Final Exam—Part 2

Due Date

Monday, December 10, 2012

Instructions

Same rules and policies apply to this "exam" as apply to ordinary assignments.

Data Source

The data for this assignment are contained in moths.csv, a comma-delimited text file. They appear as Table 12 in Bishop (1971).

Background

The phenomenon of industrial melanism is one of the textbook examples of natural selection in action. The relative prevalence of two natural color morphs of the moth Biston betularia in England has changed over time apparently in response to industrial air pollution. The dark morph flourishes in polluted areas where tree trunks are darkened by soot while the light morph flourishes in less polluted areas where tree trunks are lighter. Bishop (1971) investigated a naturally occurring cline of Biston betularia extending from industrial Liverpool (most polluted) to the rural countryside of North Wales (least polluted). One of the analyses he carried out is the subject of this exam question.

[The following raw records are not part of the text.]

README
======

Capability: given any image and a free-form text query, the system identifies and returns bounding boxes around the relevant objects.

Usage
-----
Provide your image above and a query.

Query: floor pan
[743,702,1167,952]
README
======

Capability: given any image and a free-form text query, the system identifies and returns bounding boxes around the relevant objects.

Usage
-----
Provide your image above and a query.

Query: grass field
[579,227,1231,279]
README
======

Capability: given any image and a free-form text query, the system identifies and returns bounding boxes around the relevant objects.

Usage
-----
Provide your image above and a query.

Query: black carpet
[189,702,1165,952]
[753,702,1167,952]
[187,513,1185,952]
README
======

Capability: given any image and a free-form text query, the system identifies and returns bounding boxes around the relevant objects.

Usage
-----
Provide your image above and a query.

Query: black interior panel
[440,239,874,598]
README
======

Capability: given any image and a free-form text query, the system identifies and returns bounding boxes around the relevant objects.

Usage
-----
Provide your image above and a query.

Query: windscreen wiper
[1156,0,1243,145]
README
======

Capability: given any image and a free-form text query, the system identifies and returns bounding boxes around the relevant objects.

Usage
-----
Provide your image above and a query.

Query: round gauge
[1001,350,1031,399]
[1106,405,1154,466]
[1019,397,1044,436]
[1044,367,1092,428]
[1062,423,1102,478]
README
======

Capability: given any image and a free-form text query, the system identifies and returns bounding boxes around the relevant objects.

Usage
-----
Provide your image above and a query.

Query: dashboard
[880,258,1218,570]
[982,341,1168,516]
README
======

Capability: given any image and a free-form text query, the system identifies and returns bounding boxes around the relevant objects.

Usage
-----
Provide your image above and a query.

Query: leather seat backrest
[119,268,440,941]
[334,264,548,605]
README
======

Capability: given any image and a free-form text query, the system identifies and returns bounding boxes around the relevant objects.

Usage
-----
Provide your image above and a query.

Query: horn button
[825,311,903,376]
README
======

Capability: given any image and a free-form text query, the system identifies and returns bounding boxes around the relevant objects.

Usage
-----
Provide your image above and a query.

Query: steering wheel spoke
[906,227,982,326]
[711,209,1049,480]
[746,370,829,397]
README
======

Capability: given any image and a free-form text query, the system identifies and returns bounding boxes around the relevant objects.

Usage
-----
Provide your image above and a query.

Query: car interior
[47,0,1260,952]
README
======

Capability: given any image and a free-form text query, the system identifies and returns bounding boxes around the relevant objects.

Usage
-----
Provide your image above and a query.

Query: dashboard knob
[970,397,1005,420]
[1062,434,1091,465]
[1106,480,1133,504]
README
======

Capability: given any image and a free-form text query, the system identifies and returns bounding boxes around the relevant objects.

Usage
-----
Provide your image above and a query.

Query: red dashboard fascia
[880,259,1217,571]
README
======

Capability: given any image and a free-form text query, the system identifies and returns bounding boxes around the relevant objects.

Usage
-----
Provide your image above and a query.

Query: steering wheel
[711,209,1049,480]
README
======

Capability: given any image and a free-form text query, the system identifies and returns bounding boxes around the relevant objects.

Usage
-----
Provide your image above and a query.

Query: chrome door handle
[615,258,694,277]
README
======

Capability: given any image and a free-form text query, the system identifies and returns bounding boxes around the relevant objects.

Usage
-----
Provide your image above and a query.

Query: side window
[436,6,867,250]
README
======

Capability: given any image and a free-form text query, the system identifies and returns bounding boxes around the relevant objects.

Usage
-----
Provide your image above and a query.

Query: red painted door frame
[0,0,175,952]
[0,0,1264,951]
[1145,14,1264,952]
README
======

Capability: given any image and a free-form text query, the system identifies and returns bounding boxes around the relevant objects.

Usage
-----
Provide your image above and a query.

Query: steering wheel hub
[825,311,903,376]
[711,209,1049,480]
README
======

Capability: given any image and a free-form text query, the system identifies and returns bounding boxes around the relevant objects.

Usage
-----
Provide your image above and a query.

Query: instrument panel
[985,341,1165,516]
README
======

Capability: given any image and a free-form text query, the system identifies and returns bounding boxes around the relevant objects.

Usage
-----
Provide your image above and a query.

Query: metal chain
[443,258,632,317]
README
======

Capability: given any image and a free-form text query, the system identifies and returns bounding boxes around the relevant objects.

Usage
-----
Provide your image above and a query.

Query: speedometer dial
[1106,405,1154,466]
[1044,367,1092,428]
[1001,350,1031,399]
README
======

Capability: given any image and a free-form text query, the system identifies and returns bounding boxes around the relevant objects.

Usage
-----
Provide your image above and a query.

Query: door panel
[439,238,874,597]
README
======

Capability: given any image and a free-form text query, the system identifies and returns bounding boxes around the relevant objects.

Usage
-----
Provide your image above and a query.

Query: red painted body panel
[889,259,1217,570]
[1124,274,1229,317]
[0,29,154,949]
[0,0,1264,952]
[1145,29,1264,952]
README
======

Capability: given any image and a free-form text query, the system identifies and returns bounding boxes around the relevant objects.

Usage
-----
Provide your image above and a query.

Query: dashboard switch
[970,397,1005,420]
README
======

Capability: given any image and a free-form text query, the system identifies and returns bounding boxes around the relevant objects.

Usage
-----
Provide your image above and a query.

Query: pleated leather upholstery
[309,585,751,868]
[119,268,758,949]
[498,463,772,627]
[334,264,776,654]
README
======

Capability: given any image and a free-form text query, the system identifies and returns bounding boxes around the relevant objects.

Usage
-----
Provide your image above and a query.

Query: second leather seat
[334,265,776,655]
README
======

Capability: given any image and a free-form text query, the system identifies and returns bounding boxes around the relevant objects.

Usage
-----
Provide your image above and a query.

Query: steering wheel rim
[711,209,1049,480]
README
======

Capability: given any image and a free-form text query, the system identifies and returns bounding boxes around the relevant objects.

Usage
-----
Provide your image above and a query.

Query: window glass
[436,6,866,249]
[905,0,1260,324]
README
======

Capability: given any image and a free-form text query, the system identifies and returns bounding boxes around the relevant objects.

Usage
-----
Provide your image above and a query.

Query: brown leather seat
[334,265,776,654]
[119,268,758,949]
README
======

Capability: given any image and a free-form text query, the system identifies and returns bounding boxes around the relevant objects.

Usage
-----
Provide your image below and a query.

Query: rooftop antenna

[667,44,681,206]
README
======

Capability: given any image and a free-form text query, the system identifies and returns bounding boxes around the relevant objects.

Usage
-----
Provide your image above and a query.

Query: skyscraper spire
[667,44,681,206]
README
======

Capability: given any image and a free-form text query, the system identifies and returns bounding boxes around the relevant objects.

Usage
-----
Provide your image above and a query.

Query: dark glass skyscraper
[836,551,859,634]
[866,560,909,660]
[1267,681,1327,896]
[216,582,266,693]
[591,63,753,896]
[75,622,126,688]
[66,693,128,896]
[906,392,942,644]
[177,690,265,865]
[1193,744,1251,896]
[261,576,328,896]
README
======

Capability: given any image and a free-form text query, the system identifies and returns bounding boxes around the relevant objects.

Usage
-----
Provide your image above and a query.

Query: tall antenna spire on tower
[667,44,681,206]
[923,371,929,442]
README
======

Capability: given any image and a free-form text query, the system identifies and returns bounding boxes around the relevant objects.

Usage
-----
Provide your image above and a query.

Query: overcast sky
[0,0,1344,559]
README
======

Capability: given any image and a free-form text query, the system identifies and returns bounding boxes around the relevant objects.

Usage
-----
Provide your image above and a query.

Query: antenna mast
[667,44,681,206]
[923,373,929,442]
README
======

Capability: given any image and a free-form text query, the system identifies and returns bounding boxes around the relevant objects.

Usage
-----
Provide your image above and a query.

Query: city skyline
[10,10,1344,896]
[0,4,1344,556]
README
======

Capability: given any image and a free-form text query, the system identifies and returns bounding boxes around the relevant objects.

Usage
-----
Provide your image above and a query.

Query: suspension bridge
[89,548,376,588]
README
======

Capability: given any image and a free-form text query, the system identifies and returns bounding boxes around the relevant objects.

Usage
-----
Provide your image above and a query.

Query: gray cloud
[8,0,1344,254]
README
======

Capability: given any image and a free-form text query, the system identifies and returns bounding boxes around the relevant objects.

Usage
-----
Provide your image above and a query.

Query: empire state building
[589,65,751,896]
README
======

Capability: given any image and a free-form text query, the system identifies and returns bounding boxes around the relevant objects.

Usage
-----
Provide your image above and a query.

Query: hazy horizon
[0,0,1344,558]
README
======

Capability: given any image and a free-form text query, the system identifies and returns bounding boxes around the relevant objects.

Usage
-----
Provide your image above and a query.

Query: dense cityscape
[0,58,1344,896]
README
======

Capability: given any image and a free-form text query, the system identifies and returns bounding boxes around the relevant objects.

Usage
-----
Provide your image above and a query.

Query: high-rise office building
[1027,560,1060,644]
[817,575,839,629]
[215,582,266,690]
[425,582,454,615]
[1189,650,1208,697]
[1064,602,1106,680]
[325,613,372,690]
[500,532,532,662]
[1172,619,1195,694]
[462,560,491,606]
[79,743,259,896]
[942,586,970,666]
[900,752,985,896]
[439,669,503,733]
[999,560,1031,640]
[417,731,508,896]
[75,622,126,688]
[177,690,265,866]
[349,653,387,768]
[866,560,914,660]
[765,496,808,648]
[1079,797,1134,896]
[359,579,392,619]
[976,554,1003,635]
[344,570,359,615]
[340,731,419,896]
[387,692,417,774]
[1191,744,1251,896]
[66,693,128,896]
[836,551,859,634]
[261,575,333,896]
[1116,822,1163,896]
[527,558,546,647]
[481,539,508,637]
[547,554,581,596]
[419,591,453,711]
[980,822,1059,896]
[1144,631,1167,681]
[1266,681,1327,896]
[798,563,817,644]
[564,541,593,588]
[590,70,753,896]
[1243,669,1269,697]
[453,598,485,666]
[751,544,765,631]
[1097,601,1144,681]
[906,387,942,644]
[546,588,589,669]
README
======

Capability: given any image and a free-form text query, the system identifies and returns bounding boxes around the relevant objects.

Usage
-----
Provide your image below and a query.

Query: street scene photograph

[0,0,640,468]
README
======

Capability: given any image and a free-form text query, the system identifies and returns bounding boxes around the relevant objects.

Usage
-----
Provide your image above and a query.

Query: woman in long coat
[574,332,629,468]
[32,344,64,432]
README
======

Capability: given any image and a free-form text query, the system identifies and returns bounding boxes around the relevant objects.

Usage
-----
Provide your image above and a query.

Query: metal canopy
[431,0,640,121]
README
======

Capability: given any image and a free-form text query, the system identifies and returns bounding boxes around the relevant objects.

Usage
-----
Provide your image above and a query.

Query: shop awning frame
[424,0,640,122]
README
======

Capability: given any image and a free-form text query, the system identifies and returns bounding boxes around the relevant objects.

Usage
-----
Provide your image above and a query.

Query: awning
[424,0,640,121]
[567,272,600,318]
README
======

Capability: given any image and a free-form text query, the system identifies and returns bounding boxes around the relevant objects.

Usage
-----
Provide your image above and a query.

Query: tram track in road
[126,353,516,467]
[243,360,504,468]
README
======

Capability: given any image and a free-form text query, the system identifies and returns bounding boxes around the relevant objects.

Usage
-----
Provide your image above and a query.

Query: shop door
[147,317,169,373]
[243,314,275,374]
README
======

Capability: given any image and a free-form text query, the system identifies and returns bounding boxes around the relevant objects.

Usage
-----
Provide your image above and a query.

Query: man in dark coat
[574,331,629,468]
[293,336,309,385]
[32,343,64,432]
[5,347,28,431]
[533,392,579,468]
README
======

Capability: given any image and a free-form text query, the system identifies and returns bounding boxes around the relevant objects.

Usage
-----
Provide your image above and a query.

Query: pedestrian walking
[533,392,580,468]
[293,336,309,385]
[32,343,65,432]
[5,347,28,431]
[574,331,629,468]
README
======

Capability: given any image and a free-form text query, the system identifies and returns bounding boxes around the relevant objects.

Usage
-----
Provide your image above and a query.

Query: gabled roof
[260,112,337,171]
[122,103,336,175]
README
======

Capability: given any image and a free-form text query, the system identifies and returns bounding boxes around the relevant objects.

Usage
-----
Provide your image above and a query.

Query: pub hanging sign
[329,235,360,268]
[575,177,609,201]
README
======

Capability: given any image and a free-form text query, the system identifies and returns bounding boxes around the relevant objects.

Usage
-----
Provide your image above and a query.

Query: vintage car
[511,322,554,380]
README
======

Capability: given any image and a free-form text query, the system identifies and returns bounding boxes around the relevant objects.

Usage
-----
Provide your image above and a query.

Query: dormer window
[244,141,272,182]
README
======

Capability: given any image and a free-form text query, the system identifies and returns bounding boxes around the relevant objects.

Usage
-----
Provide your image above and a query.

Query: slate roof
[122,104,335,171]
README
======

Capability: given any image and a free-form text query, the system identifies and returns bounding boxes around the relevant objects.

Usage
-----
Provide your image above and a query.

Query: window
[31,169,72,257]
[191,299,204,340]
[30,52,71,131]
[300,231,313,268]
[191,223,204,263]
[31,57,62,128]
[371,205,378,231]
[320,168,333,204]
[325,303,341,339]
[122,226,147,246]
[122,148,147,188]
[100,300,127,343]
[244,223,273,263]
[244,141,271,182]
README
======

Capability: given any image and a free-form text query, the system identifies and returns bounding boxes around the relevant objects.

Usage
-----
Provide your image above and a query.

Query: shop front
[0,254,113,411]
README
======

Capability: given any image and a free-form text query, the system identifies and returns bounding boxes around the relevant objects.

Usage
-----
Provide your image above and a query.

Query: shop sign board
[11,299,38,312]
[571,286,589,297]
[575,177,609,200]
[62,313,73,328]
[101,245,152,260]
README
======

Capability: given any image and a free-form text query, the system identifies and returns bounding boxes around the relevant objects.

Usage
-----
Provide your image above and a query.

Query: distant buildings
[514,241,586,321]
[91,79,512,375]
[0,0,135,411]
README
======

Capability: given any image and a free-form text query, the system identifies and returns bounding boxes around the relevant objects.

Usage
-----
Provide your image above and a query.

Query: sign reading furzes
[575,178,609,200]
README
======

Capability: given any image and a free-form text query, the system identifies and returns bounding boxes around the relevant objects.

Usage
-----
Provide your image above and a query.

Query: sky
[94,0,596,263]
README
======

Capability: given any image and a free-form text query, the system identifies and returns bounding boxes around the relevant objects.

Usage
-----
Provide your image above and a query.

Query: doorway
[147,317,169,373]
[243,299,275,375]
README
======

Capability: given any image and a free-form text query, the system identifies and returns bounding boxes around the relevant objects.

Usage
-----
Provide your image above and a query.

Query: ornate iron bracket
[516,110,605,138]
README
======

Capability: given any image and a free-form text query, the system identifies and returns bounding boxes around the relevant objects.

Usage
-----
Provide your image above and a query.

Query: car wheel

Bishop selected seven woodlands (Location) at varying distances (Distance) from Liverpool (in km). He describes his experimental protocol as follows, p. 224–225.

In June and early July 1966 and 1967, eight trees (occasionally sixteen) were selected at random at each of several localities every day. Equal numbers of frozen typical and carbonaria moths were glued to these in life-like positions. It was assumed that these moths would be subject to predation by birds in the manner observed by Kettlewell (1955). The moths were placed on a different aspect of the tree-trunks each day at heights of from 0.5 to 2. m. The position of each moth was noted and after 24 hrs a record was made as to whether or not it had been removed (or preyed upon). Remaining moths were then detached and the process was repeated with fresh moths on a different random series of trees. The long duration of the experiment meant that predation occurred over a range of weather conditions.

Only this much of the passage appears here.